# In the style of Pam Ayres (a bit rude)



## bognormike (May 10, 2005)

Oh, I Wish I'd Looked After Me Tits 
By Pam Ayres (allegedly!)





Oh, I wish I'd looked after me dear old knockers, 
Not flashed them to boys behind the school lockers, 
Or let them get fondled by randy old dockers, 
Oh, I wish I'd looked after me tits. 

'Cos now I'm much older and gravity's winning. 
It's Nature's revenge for all that sinning, 
And those dirty memories are rapidly dimming, 
Oh, I wish I'd looked after me tits. 

'Cos tits can be such troublesome things 
When they no longer bounce, but dangle and swing. 
And although they go well with my Bingo wings, 
I wish I'd looked after me tits. 

When they're both long enough to tie up in a bow, 
When it's not the sweet chariot that swings low, 
When they're less of a friend and more of a foe, 
Then I wish I'd looked after me tits. 

When I was young I got whistles and hoots, 
From the men on the site to the men in the suits, 
Now me nipples get stuck in the zips on me boots, 
Oh, I wish I'd looked after me tits. 

When I was younger I rode bikes and scooters, 
Cruising around with my favourite suitors. 
Now the wheels get entangled with my dangling hooters, 
I wish I'd looked after me tits. 

When they follow behind and get trapped in the door, 
When they're less in the air and more near the floor, 
When people see less of them rather than more, 
Oh, I wish I'd looked after me tits. 

:roll:


----------



## Snelly (Aug 20, 2005)

Maybe a little 'adult' warning in the title for our younger viewers?


----------



## bognormike (May 10, 2005)

yes, sorry shane


----------



## badger (May 9, 2005)

Good though!!....I recited it to myself in Pam Ayres voice!! :lol:


----------



## Hampshireman (Apr 18, 2007)

Very funny, might save it for one of our Hash ladies to use at a show.
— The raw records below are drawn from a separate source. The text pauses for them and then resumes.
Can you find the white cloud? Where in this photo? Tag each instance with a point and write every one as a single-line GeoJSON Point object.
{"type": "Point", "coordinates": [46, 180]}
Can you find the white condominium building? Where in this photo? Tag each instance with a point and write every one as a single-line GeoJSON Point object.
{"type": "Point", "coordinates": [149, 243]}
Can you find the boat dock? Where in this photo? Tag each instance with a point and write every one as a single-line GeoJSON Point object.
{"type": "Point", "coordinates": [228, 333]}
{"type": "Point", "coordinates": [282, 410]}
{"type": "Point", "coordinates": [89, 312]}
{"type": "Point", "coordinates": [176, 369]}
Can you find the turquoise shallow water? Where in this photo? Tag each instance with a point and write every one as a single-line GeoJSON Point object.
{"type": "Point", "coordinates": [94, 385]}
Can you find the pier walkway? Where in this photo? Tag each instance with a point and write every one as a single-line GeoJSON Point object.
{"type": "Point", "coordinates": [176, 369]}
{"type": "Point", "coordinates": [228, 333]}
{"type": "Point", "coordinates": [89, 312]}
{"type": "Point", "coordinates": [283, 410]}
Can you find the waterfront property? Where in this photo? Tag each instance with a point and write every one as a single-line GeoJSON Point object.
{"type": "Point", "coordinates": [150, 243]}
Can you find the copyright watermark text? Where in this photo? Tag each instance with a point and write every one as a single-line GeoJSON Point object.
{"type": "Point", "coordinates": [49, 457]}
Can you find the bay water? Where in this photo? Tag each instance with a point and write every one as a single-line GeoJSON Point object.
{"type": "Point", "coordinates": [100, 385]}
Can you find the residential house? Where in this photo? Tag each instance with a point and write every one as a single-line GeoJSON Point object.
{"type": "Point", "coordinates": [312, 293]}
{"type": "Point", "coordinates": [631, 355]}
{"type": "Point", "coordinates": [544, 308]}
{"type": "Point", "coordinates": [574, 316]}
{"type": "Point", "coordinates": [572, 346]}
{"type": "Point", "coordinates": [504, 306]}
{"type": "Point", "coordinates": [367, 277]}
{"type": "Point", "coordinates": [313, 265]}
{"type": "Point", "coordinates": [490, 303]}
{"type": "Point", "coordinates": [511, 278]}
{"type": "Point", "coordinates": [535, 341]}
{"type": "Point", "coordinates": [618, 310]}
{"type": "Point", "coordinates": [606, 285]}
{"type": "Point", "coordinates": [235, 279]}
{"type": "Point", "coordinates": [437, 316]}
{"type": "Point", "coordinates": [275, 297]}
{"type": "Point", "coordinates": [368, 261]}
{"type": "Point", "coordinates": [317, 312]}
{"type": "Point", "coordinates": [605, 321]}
Any royalties due anywhere?


----------



## bognormike (May 10, 2005)

Oi can do Oxfurrdshire as well 8)


----------



## crazylady (Oct 13, 2005)

Loved it!!!! :lol: :lol: :lol:


----------



## 101776 (Nov 13, 2006)

Very good......an ode to women of a certain age everywhere!!!! :lol: :lol: :lol:


----------



## fatwallet (May 18, 2006)

first class very funny


----------



## dinger (Jul 30, 2007)

*poem*

Very good.................

Kept reading it out in a west country accent that sounded more like Blue Beard the pirate


----------